Please refer to Figure 4 of the current Multi-Asset Class Risk Monitor (dated May 28, 2021) for further details.

Strong inflation and low rates push dollar to 5-month low

The US dollar briefly dipped to its lowest level since the start of the year against a basket of foreign currencies in the week ending May 28, 2021, as persistently high consumer-price growth and the ongoing expectation of low interest rates and loose monetary conditions continued to take their toll.
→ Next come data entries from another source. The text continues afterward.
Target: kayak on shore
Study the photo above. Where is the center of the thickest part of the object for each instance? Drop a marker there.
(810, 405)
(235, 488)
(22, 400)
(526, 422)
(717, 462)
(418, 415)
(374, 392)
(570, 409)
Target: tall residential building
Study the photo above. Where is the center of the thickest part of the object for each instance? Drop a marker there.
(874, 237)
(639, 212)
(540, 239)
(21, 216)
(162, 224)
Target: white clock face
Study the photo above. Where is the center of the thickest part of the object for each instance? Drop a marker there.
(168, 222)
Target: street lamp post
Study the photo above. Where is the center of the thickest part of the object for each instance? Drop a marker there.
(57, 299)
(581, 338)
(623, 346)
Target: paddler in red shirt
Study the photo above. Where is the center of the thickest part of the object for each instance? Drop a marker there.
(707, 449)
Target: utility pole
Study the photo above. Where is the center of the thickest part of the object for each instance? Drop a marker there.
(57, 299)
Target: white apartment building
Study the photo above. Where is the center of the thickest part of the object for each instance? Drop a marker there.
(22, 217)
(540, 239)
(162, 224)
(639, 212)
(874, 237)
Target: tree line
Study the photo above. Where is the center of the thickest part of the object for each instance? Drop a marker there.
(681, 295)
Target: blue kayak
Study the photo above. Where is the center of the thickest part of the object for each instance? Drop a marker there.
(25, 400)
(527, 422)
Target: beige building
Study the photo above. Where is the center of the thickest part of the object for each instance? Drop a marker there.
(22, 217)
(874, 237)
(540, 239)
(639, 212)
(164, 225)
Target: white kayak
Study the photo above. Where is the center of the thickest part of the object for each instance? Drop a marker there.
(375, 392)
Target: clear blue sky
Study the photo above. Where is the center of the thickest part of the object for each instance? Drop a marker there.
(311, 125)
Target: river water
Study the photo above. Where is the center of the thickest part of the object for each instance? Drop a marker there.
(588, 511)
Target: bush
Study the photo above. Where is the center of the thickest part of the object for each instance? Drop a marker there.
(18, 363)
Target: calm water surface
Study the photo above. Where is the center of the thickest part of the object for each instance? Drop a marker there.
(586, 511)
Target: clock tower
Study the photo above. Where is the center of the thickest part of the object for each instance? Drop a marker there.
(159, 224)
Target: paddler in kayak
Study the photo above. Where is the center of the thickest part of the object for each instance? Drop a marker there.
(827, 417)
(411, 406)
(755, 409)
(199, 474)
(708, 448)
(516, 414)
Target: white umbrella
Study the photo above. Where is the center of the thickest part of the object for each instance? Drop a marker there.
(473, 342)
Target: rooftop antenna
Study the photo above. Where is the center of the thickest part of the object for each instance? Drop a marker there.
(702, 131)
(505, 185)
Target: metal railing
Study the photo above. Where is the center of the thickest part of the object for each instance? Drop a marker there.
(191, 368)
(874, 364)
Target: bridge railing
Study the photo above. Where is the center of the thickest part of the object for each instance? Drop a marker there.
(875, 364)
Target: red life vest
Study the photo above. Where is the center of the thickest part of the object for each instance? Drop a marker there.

The economic concept of relative purchasing power parity (RPPP) states that the currency exchange rate between two countries should be inversely related to the difference in their respective inflation rates. If prices in country A have grown more than in country B, country A’s currency needs to depreciate, so that a consumer from country B pays the same amount of money for a comparable basket at home and abroad. Given that inflation—both realized and expected—is currently much higher in the United States than in many European countries, RPPP suggests that the dollar should weaken further against, for instance, the euro and the pound. The latter derived additional support from several Bank of England rate-setters, who hinted that a base-rate hike could be in the cards as early as next year. Higher interest rates can also make a currency more attractive to foreign investors.

Please refer to Figure 6 of the current Multi-Asset Class Risk Monitor (dated May 28, 2021) for further details.

Portfolio risk keeps falling, but diversification remains limited

Short-term risk in Qontigo’s global multi-asset class model portfolio was once again slightly lower at 7.8% as of Friday, May 28, 2021, thanks to a further decline in both stock-market and exchange-rate volatilities. Accordingly, non-US developed equities experienced the biggest drop in their percentage risk contribution, from 23.3% to 21.3%. However, much of these benefits was offset by the ongoing co-movement of stock and bond prices. But it was the oil holding that saw the biggest surge in its share of overall portfolio volatility—at 2.2%—after a renewed uptick in its correlation with global stock markets.

Please refer to Figures 7-10 of the current Multi-Asset Class Risk Monitor (dated May 28, 2021) for further details.